MasterCraftByHenry said:


> I am a master painter from Germany
> As a master painter from Europe with 50 years experience I can hopefully set the record straight as to why we use ammonia in our paint. It is strictly for Etching the surface to create a greater adhesion of the latex paint. The recipe is 1 cup ammonia to a 1 gallon of paint.
> Similarly we use a bit of bleach in paint if there is a surface that has issues with black mold.
> Under no circumstances should bleach an ammonia ever be mixed together. This creates a caustic solution that will attack the lining of the lungs and esophagus. I hope that I have been able to answer your questions.


We waited more than 12 years for you to answer this question you know. All of us huddling around our computers day-in and day-out. 
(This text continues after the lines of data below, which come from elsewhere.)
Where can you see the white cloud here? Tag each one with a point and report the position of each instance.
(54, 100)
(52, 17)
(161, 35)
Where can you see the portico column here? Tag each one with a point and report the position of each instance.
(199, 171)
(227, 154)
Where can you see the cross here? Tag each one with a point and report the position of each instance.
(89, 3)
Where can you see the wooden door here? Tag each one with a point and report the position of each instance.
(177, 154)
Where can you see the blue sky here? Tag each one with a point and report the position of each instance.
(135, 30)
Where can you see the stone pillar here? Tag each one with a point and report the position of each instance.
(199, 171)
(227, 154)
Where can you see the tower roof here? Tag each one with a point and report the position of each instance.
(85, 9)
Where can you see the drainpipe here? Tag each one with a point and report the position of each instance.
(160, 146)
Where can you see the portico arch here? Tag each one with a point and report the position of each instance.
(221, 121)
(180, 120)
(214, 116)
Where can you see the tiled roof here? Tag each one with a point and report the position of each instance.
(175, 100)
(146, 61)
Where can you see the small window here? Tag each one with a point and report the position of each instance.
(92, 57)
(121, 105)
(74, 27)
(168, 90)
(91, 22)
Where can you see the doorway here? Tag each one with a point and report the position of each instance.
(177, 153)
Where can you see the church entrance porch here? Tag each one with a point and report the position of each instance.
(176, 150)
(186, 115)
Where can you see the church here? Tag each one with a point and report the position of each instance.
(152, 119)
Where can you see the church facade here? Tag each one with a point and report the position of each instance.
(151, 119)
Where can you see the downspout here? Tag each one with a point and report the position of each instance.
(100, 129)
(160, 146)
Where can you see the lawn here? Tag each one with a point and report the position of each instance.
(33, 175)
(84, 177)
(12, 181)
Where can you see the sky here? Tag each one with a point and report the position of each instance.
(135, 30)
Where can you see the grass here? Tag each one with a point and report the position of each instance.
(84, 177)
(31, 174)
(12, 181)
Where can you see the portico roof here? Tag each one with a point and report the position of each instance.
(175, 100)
Playing chemist and altering the pH and overall composition of any architectural paints would void any/all manufacturer's warrantees and is ill-advised. If you wanna throw some paint stew in a pot and slop it on your own home, fine. Not on a paying customer's home. Instead of mixing stuff in paint to eliminate a step in prep, (and that's what it seems you're doing), how about just etching first when you need to etch and using bleach to kill mold on surfaces before you paint? 
What's next? Adding a bunch of water to the paint so it cleans before it paints?
Maybe adding a 5-in-1 and some trash bags to the paint so it could unmask for you after it dries?


----------



## Redux (Oct 27, 2018)

MasterCraftByHenry said:


> I am a master painter from Germany
> 
> As a master painter from Europe with 50 years experience I can hopefully set the record straight as to why we use ammonia in our paint. It is strictly for Etching the surface to create a greater adhesion of the latex paint. The recipe is 1 cup ammonia to a 1 gallon of paint.
> Similarly we use a bit of bleach in paint if there is a surface that has issues with black mold.
> Under no circumstances should bleach an ammonia ever be mixed together. This creates a caustic solution that will attack the lining of the lungs and esophagus. I hope that I have been able to answer your questions.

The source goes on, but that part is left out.